Lo que es sagrado para un grupo será blasfemia para otro.
En segundo lugar, no hay una definición común y
unificada del odio. Es un concepto resbaladizo que se puede utilizar con
facilidad para criminalizar puntos de vista que no gustan a la mayoría. En
tercer lugar, no parece que Jourova haga ninguna distinción entre incitación al
odio, incitación a la violencia y violencia real. Así es como actúa una
dictadura: criminaliza las palabras como si fuesen hechos y no distingue entre
ellas. Por eso, en los países donde no hay libertad se encarcela a los
disidentes por alterar la paz pública, o incitar a derribar el orden político.
Las palabras son hechos, y, por tanto, se puede procesar a la gente por lo que
dice, no por lo que hace.
En cuarto lugar, históricamente, la libertad de
expresión ha sido un arma de los movimientos sociales para promover el cambio.

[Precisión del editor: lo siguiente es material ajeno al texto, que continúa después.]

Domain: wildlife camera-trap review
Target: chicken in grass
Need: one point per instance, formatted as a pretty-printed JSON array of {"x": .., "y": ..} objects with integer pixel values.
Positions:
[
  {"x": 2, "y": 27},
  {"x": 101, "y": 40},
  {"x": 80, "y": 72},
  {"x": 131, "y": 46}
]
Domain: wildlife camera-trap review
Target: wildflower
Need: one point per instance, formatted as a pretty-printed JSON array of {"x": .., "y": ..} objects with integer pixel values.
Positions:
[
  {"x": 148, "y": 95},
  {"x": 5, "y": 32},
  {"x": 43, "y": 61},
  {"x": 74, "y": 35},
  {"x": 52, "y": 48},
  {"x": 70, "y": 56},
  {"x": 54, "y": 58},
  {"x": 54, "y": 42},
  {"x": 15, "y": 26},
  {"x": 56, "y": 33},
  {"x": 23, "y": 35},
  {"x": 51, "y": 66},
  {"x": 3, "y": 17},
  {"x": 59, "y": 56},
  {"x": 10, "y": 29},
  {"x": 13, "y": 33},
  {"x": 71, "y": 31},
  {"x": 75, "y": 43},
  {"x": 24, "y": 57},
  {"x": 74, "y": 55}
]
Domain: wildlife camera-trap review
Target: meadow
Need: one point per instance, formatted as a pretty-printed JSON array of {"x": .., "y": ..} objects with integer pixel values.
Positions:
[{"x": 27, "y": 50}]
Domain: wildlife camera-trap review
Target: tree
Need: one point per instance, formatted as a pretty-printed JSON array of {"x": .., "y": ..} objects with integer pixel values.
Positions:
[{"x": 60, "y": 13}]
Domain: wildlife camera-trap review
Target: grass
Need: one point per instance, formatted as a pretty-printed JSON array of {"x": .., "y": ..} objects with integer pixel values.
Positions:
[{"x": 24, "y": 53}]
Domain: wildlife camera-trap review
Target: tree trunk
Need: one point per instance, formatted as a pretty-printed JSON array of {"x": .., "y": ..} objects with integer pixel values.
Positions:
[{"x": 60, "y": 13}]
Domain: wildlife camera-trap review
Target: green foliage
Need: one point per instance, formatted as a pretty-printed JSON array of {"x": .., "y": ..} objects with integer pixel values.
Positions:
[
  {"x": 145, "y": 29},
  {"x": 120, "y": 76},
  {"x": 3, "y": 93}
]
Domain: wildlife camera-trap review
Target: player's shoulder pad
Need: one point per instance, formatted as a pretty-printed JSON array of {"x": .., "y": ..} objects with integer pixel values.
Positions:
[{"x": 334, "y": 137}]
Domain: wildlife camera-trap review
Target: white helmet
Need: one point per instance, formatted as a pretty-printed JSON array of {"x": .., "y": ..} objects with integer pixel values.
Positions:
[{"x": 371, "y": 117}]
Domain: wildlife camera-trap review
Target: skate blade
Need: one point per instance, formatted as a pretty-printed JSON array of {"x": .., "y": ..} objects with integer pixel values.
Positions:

Pensemos en el movimiento por los derechos de los trabajadores, en el de la
liberación de la mujer, en el de los derechos de los homosexuales, en el de los
derechos civiles, y así sucesivamente. A lo largo de la historia, los poderes
han intentado utilizar la ley para silenciar esas voces acusándolas de
incitación al odio. Por eso, se debería ser muy cauteloso con el uso de la ley
para limitar la libertad de expresión en un supuesto esfuerzo por proteger a
las minorías. Las leyes que imponen nuevas restricciones a la posibilidad de
expresarse pueden volverse muy fácilmente contra las mismas minorías a las que
pretendían defender. Por ejemplo, el Partido de la Libertad deGeert Wilders, en Holanda, quiere
utilizar la actual legislación contra la incitación al odio para prohibir el
Corán.
El lema de la Unión Europea es "Unida en la
diversidad". Lamentablemente, no parece que ese sea el caso cuando se
trata de la diversidad de opiniones. Creo que la única restricción clave a la
libertad de expresión que necesitamos es la relativa a la incitación a la
violencia. Aparte de eso, la gente debería ser libre de expresar lo que piensa.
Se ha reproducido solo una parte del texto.